Lo primero que conviene aclarar es esto: no existe una alerta oficial por un terremoto inminente ni una predicción con fecha. Nadie puede decir cuándo ocurrirá. Pero sí hay consenso científico sobre el peligro que representa y sobre el impacto que tendría si un evento de este tipo se produjera hoy.

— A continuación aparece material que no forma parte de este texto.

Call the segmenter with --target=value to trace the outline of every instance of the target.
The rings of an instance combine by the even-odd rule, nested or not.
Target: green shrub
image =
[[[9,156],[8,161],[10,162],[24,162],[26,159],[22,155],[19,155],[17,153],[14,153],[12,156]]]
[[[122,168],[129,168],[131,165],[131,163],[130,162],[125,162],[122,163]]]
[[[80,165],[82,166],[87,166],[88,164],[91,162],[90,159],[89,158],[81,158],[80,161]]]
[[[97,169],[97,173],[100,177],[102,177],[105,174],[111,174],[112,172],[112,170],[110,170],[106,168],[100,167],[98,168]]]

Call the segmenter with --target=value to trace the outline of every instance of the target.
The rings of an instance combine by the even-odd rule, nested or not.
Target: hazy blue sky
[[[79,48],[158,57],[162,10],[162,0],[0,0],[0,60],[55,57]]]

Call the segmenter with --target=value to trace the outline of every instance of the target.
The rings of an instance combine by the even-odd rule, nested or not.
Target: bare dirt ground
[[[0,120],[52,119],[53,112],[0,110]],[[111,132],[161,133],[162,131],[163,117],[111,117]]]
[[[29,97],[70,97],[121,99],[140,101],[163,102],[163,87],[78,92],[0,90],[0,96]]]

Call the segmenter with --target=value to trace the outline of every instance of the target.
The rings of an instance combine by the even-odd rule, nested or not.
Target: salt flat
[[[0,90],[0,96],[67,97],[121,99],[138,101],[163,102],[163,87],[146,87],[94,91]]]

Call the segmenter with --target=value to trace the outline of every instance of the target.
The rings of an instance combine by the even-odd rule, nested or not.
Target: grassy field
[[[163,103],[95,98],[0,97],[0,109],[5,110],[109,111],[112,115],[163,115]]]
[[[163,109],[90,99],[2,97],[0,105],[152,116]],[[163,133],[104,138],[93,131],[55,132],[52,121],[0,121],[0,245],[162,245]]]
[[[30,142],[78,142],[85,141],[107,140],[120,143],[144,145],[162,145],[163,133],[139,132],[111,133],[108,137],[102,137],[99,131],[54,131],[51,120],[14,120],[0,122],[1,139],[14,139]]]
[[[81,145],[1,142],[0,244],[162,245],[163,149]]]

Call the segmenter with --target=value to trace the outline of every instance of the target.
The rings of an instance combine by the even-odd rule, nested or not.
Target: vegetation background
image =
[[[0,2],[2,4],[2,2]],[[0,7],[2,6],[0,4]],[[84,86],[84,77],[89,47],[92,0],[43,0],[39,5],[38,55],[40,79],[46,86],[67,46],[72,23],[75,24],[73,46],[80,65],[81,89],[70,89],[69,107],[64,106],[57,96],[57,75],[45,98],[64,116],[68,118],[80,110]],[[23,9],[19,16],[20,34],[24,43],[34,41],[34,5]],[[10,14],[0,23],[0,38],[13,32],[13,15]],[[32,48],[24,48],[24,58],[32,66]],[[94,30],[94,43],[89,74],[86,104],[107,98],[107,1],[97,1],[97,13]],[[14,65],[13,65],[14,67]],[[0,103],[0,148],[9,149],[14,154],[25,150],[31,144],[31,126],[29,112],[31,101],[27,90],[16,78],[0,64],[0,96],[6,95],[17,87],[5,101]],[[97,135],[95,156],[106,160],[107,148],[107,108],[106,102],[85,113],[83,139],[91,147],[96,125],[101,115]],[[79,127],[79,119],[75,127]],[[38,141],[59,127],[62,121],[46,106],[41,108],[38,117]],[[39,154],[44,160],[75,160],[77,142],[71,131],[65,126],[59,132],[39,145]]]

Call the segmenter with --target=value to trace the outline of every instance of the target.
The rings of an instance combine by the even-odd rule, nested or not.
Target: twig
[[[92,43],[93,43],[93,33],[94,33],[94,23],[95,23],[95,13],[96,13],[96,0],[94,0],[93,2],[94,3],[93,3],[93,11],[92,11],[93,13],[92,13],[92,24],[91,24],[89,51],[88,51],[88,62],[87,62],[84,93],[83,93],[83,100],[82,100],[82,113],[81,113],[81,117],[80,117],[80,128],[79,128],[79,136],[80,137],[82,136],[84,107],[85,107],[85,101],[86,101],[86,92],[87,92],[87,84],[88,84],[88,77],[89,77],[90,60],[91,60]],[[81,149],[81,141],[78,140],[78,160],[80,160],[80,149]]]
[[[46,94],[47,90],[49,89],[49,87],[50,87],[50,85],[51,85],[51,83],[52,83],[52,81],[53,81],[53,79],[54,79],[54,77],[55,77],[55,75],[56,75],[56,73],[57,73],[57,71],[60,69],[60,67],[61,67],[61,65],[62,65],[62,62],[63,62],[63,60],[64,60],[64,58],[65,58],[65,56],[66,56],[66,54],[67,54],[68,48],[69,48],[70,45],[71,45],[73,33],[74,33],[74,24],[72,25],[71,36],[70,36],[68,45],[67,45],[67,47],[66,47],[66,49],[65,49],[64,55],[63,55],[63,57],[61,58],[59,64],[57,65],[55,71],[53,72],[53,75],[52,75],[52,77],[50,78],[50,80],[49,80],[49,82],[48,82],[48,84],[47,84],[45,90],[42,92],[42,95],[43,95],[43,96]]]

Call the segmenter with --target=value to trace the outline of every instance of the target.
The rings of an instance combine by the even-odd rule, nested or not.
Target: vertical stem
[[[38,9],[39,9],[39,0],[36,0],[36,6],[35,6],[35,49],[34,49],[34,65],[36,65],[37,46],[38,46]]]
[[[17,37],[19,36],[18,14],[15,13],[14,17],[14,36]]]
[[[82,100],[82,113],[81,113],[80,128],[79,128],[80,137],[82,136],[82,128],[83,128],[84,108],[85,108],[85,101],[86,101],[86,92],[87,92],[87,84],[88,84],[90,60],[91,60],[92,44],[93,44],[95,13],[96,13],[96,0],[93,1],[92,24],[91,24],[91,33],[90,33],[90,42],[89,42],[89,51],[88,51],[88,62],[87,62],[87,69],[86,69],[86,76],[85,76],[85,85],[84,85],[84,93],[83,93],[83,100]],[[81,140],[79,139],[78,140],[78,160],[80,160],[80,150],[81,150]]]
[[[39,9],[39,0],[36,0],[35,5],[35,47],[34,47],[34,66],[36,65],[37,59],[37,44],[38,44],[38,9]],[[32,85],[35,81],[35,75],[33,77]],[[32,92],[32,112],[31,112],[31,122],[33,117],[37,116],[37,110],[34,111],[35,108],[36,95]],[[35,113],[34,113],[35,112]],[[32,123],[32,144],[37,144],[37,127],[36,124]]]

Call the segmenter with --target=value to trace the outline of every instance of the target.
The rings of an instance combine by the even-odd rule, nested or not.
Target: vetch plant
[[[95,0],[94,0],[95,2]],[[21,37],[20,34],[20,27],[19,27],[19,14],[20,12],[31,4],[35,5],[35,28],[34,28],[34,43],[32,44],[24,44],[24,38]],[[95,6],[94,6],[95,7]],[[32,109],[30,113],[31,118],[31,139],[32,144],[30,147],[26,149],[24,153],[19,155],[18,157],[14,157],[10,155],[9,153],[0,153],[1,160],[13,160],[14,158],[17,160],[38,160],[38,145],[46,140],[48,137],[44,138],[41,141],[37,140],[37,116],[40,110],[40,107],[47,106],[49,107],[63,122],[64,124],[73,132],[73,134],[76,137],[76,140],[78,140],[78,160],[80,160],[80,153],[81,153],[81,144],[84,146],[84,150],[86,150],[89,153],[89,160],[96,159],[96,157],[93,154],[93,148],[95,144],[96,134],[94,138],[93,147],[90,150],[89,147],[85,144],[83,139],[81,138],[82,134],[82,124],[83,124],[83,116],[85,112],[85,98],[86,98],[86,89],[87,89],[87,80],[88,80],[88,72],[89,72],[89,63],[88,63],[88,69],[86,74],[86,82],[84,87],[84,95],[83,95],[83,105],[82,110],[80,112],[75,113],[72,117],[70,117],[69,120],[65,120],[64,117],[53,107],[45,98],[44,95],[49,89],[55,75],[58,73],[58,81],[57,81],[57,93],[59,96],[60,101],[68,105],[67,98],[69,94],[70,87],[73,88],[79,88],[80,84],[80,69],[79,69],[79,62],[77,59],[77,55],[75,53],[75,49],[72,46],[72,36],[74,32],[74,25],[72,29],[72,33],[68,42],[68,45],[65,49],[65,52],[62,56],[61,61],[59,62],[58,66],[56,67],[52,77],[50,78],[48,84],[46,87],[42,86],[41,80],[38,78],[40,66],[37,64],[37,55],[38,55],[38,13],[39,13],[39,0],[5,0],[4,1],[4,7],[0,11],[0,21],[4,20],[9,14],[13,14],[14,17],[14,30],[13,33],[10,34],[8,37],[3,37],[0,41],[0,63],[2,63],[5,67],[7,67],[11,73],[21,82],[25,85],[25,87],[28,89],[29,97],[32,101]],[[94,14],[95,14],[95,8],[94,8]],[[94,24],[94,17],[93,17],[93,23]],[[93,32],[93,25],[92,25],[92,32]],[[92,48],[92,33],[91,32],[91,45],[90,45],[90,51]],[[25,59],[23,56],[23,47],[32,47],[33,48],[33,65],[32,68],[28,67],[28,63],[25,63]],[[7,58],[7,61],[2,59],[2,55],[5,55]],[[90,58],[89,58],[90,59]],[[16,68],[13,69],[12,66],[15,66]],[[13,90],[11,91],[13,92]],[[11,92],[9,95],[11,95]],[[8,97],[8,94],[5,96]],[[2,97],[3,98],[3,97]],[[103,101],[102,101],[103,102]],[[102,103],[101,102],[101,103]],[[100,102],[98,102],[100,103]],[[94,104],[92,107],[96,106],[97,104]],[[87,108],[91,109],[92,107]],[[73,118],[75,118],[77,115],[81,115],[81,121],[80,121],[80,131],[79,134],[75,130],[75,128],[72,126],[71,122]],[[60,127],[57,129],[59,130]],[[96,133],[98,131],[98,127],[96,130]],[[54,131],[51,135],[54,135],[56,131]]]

Qué es la falla de Cascadia
La llamada Cascadia Subduction Zone es una enorme falla tectónica submarina que se extiende a lo largo de unos 1.000 kilómetros frente a la costa del Pacífico, desde el norte de California, pasando por Oregón y Washington, hasta Columbia Británica, en Canadá.
En esa zona ocurre un proceso geológico constante e invisible: la placa oceánica Juan de Fuca se desliza lentamente por debajo de la placa norteamericana. Ese movimiento no genera pequeños ajustes cotidianos que liberen presión de forma gradual. Al contrario: gran parte de esa energía queda atrapada durante siglos. Y, cuando finalmente se libera, puede hacerlo de forma violenta.